Pour les magasins de vélos locaux, la pandémie a été une leçon d’offre et de demande

Pour les magasins de vélos locaux, la pandémie a été une leçon d'offre et de demande
Outback Bikes à Little Five Points s’est installé à l’extérieur pour assurer la sécurité des employés et des clients.

Photographie de Growl

Début mars dernier, Earl Serafica réorganisait son magasin pour la période la plus chargée de l’année. Magasin de vélos Earl’s, son magasin de vélos vieux de trois ans dans le Westside, voit généralement son inventaire s’envoler des étagères au printemps. Mais lorsque la pandémie de Covid-19 est arrivée en Géorgie, Serafica est entré dans la période la plus mouvementée de sa carrière. Tout d’abord, les clients sont venus pour les vélos d’entrée de gamme, au prix d’environ 500 $. Ensuite, ils ont ramassé les modèles du marché intermédiaire, allant jusqu’à 2 000 $. Pour chaque vélo que Earl’s avait sur le sol, environ trois clients étaient en concurrence pour l’acheter, contre un seul en 2019. «La seule chose qui restait [from the distributor] étaient les modèles haut de gamme », explique Serafica à propos de modèles qui coûtent plusieurs milliers de dollars.

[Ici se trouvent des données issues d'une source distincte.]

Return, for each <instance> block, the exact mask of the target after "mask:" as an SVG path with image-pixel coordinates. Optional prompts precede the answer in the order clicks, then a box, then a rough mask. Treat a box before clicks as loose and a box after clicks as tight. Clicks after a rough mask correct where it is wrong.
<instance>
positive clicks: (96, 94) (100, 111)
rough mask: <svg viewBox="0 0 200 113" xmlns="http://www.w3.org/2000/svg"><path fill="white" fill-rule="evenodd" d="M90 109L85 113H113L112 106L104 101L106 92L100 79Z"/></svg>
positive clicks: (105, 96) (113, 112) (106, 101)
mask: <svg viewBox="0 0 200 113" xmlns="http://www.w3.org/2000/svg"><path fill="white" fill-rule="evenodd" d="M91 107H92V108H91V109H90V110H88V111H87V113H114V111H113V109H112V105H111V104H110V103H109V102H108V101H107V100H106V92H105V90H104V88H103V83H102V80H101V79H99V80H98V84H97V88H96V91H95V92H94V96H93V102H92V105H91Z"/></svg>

En quelques semaines à peine, la pandémie de Covid-19 a créé un nouveau paysage urbain alors que les entreprises fermaient et que les routes se vidaient. Le temps printanier d’Atlanta, les travailleurs éloignés à domicile et les magasins de vélos ont rendu le vélo plus attrayant que jamais pour les nouveaux arrivants et les cyclistes expérimentés.

Les magasins de vélos ont fait de leur mieux pour suivre le rythme. À Vélos Outback, les mécaniciens ont réglé les vélos à l’extérieur sous des auvents de pluie tandis que le personnel masqué a récupéré l’équipement et les quelques vélos restants à l’intérieur pour des essais de conduite. Loose Nuts Cycles a créé une feuille de calcul en cours d’exécution sur son site Web contenant des vélos de route, de gravier et de montagne en stock pour gagner du temps dans les recherches et, ce faisant, donner au personnel le temps de réparer les vélos.

Non seulement les magasins de vélos ne pouvaient pas garder les modèles en stock, mais les fabricants de vélos ne pouvaient pas acquérir des pièces pour les fabriquer. Les propriétaires de magasins ont cherché l’inventaire de leurs distributeurs, et les fabricants de vélos se sont fait concurrence pour les freins et les pneus. Les fabricants de freins et de pneus étaient en concurrence pour les matières premières sur un marché mondial. «Nous avons eu une sauvegarde de quatre semaines sur la réparation des chambres à air et des pneus», explique Mike Goodman, le propriétaire de Vélos Intown, où, à la fin du mois de mai, les clients avaient racheté le stock de vélos pour durer jusqu’à la fin du mois d’août. «Ensuite, nous n’avons pas pu obtenir de chambres à air et de pneus.

Alors que le temps se refroidissait et que les gens roulaient moins, les magasins ont rattrapé les réparations, bien qu’il soit encore difficile de savoir si l’offre répondra à la demande ce printemps et si les nouveaux cyclistes continueront à rouler. Quoi qu’il en soit, les commerçants se disent heureux de servir et de voir grandir la communauté cycliste. «En janvier dernier, notre service après-vente était très occupé», dit Goodman. «Jusqu’à présent, ça colle.»

Cet article apparaît dans notre numéro de mars 2021.